Help us defend against VMS! -- DEC perspective

Doug Gwyn gwyn at brl-smoke.ARPA
Sat Mar 12 08:37:41 AEST 1988


In article <8803101924.AA03437 at decwrl.dec.com> devine at cookie.dec.com (Bob Devine) writes:
>Should it be an open standard or should it be controlled by AT&T?

"False dichotomy."

It could be both, or this may not even be the most important issue.

>  As we get closer to final approval of the Posix standard, AT&T
>seems to be regretting letting the Genie out of the profitable bottle.
>Each new version of System V has become more onerous, why?

I don't know what you mean by this.  SVR3.0 incorporated tremendous
improvements that should be of great value to future UNIX users.
In particular, STREAMS is an extremely important technology.  The
file system switch is also important, but more to implementors than
directly to end users.  SVR3.0 is the first AT&T UNIX system release
that I would rate as technically the equal of, or superior to, 4.nBSD
on all major counts.

SVR3.1 appears to have continued the tradition of removing unnecessary
constraints that got in the way of international use of UNIX.  SVR4.0,
from what I have heard, will continue the tradition of merging in
those features of 4.nBSD that people find most useful.  What is
onerous about all this?

If you refer to the requirement that VARs advertising their systems
as UNIX System V conform to the SVID, why is that a problem?  It's
exactly what many customers want, and what has been specified in many
government procurement actions.  While on this topic, the NBS-proposed
POSIX-based FIPS is by no means a suitable replacement for the SVID;
it does not provide nearly as comprehensive and "crisp" a specification
as the SVID does; therefore it does not meet end-user needs nearly so
well.  When asked, my recommendation is always to supplement POSIX
in the specs with ANSI C and SVID requirements, in such a way that
conflicts among the requirements have a well-determined resolution.

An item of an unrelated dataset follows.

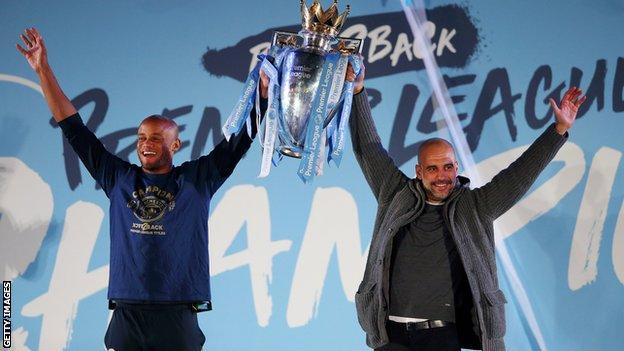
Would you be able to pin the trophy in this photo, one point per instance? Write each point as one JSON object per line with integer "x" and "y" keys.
{"x": 309, "y": 100}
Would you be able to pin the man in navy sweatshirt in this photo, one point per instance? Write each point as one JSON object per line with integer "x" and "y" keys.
{"x": 159, "y": 275}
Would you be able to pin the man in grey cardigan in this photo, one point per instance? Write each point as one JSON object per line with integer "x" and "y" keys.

>The AT&T reps to Posix have now voted against final approval, again why?

Presumably, like more than a quarter of the balloting group (how many
more I don't know), they found unacceptable technical errors in Draft 12
of IEEE Std 1003.1.  There is going to be another recirculation round
of a new draft of the proposed standard; perhaps the problems will be
fixed so that AT&T representatives, the USENIX representative (who is
a well-known supporter of the 4.nBSD UNIX variants), I, and others could
change our negative ballots to favor adopting the new draft as the
final-use standard.

Please, if you're going to push the DEC "party line", don't misrepresent
the actual situation (such as implying that AT&T representatives are
trying to torpedo POSIX); when exposed, it unduly weakens your case.